Enclosure, Cummeen, Co. Sligo
Co. Sligo |
Enclosures
Something about the earthwork at Cummeen in County Sligo refuses to settle neatly into a category.
On a south-facing slope, a low earthen bank traces out a roughly rectangular space, measuring around 27 metres along its longer axis and 16.5 metres across. The bank itself is modest, rising less than a metre on either side, with a width of about 2 metres and a clearly defined entrance gap of nearly 3 metres facing south-east. Notably, there is no fosse, the defensive ditch that typically accompanies an enclosure bank, which makes it harder to read this as a straightforwardly defensive structure.
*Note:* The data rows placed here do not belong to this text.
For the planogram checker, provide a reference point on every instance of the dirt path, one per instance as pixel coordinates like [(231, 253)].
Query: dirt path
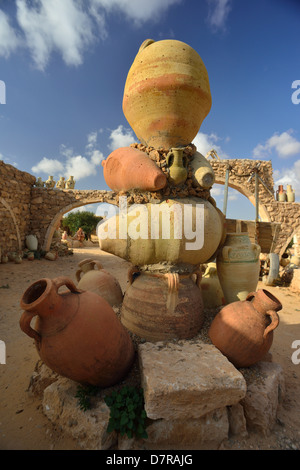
[(23, 425)]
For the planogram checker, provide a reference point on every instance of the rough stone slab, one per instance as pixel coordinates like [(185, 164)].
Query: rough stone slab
[(205, 433), (265, 390), (237, 421), (187, 380), (88, 428), (295, 283)]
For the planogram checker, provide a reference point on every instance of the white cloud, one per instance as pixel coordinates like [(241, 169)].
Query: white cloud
[(205, 143), (9, 40), (76, 165), (70, 27), (120, 137), (53, 25), (140, 11), (285, 145), (218, 13)]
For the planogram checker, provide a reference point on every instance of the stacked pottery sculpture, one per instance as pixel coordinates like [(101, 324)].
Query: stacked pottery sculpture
[(171, 224)]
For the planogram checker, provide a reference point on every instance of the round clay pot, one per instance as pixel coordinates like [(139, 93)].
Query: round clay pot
[(77, 333), (129, 168), (92, 277), (31, 242), (149, 237), (243, 330), (166, 94), (160, 307), (238, 266)]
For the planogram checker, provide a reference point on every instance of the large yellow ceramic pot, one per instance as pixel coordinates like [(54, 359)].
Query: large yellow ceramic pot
[(167, 94), (176, 231), (238, 266)]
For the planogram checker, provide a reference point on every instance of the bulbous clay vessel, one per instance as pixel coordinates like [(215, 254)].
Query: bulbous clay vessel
[(128, 168), (175, 231), (243, 330), (203, 172), (159, 307), (238, 266), (166, 94), (31, 242), (77, 333), (92, 277)]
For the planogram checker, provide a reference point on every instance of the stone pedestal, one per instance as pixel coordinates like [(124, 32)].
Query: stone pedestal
[(194, 399)]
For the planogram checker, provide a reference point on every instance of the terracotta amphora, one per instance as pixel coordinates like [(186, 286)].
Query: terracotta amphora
[(160, 307), (166, 94), (129, 168), (290, 193), (77, 333), (92, 277), (243, 330)]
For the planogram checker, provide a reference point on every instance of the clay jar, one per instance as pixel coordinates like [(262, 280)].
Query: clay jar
[(243, 330), (77, 333), (166, 94), (129, 168), (212, 293), (238, 266), (160, 307), (161, 232), (92, 277)]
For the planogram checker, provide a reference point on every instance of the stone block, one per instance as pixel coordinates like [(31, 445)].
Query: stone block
[(295, 283), (88, 427), (187, 379), (205, 433), (265, 390)]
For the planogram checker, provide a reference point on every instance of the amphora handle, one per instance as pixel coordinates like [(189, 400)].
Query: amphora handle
[(274, 322), (92, 263)]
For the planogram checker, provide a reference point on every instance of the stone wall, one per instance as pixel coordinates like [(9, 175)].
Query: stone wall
[(15, 199), (26, 209)]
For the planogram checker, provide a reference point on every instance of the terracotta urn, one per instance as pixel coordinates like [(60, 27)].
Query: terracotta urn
[(129, 168), (176, 231), (290, 193), (61, 183), (243, 330), (92, 277), (160, 307), (238, 266), (167, 94), (70, 183), (77, 333), (50, 183)]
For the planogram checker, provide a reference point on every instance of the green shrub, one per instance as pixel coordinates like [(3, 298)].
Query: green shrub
[(127, 413)]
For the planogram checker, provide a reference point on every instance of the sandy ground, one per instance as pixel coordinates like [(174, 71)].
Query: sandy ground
[(23, 426)]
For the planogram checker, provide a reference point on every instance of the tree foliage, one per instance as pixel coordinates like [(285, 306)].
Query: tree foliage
[(86, 220)]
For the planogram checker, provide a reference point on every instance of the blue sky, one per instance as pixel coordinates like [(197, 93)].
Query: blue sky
[(64, 64)]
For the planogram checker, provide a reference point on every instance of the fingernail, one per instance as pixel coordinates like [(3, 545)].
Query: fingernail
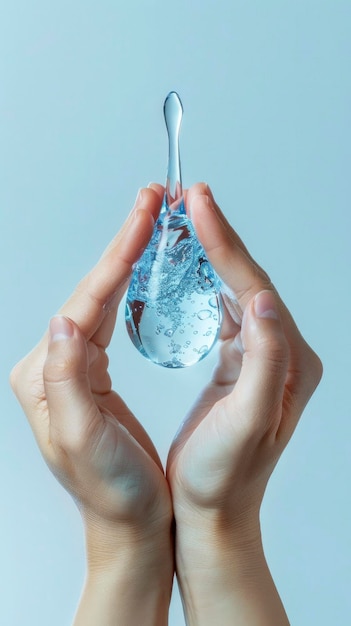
[(60, 328), (265, 305)]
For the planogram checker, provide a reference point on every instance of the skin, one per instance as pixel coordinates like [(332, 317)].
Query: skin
[(219, 462)]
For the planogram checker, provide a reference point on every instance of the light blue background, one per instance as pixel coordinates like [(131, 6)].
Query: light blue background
[(266, 93)]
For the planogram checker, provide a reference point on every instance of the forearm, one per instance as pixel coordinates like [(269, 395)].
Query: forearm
[(132, 586), (226, 581)]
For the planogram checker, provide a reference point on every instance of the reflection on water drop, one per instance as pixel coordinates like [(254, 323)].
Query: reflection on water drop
[(173, 286), (204, 315)]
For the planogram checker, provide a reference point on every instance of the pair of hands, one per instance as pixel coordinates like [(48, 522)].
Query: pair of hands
[(226, 449)]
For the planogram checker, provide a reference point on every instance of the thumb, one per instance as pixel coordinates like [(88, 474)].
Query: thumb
[(73, 413), (258, 394)]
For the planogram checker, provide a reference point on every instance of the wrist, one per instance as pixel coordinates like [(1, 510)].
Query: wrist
[(129, 576), (222, 571), (138, 547)]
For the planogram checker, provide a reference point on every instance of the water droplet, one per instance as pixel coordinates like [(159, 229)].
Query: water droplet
[(204, 314), (173, 282), (203, 349)]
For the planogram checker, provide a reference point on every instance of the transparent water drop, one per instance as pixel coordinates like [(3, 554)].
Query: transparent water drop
[(173, 284)]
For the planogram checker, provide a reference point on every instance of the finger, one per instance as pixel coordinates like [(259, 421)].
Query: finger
[(74, 418), (160, 190), (204, 189), (225, 251), (244, 278), (108, 277)]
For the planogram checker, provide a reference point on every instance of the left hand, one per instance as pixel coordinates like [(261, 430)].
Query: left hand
[(89, 438)]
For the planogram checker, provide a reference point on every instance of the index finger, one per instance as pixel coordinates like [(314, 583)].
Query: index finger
[(107, 280)]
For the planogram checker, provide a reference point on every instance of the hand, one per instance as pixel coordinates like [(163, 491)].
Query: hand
[(223, 455), (90, 439)]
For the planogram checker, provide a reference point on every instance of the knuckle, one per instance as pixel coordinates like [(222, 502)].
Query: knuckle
[(274, 347), (60, 369)]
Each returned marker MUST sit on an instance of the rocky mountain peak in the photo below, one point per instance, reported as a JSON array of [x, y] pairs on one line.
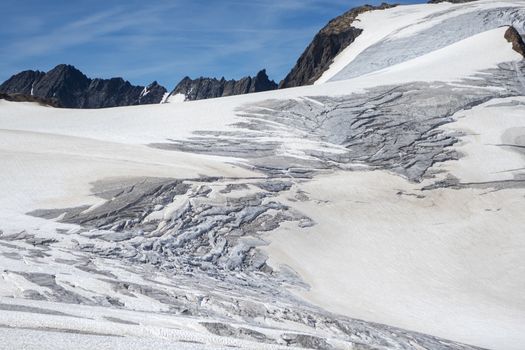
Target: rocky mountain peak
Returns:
[[204, 88], [327, 43], [70, 88], [514, 37]]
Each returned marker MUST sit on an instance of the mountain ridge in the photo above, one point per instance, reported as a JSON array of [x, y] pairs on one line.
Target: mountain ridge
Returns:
[[70, 88]]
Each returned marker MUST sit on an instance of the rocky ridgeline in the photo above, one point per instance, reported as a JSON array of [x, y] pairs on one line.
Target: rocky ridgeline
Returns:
[[328, 43], [203, 88], [70, 88]]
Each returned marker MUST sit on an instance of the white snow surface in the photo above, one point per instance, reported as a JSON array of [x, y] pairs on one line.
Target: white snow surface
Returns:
[[449, 264], [419, 29]]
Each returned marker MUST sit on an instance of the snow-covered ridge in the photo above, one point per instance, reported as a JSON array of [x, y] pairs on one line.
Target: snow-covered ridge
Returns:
[[279, 219], [402, 33]]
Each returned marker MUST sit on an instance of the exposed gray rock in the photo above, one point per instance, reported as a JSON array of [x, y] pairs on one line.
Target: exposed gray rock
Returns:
[[451, 1], [67, 87], [328, 43], [390, 51], [204, 88], [16, 97], [514, 37]]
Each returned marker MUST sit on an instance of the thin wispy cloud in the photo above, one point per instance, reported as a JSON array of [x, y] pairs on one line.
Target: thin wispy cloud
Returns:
[[161, 40]]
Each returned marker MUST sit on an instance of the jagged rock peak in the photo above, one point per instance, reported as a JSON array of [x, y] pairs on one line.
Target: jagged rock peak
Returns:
[[514, 37], [451, 1], [337, 35], [70, 88], [204, 88], [14, 97]]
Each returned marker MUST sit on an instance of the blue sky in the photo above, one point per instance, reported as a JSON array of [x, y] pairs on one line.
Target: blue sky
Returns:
[[162, 40]]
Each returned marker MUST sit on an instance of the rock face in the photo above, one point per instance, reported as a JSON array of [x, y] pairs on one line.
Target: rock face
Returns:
[[70, 88], [515, 38], [451, 1], [203, 88], [328, 43], [28, 98]]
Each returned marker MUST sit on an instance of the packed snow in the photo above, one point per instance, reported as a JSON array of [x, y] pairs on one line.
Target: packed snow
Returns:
[[282, 219]]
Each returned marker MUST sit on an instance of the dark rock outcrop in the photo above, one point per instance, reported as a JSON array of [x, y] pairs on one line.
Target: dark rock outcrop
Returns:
[[204, 88], [328, 43], [28, 98], [69, 88], [515, 38], [451, 1]]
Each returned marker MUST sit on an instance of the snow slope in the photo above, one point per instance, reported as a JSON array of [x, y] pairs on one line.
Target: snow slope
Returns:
[[391, 195]]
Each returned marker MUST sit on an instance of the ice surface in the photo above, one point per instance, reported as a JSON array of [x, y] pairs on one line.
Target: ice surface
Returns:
[[279, 219]]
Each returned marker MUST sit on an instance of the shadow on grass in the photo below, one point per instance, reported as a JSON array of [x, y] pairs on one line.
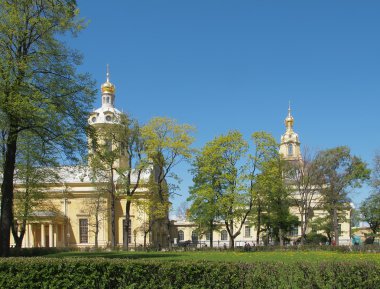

What makes the site quietly puzzling is the matter of its shape, or rather its two recorded shapes. When surveyors working on the Ordnance Survey six-inch map recorded the site in 1837, they depicted the enclosure as circular. The same circular outline appears again on the 1940 edition of the same map series. Yet on the ground, the enclosed area is rectangular. Whether the earlier surveyors were working from incomplete visibility, interpreting a partially collapsed bank, or simply imposing a familiar form onto something less legible, is not clear. Enclosures of this general type appear across Ireland in considerable variety, serving as farmsteads, animal pounds, burial grounds, or ceremonial spaces depending on their date and context, and without excavation the function of this particular example remains open.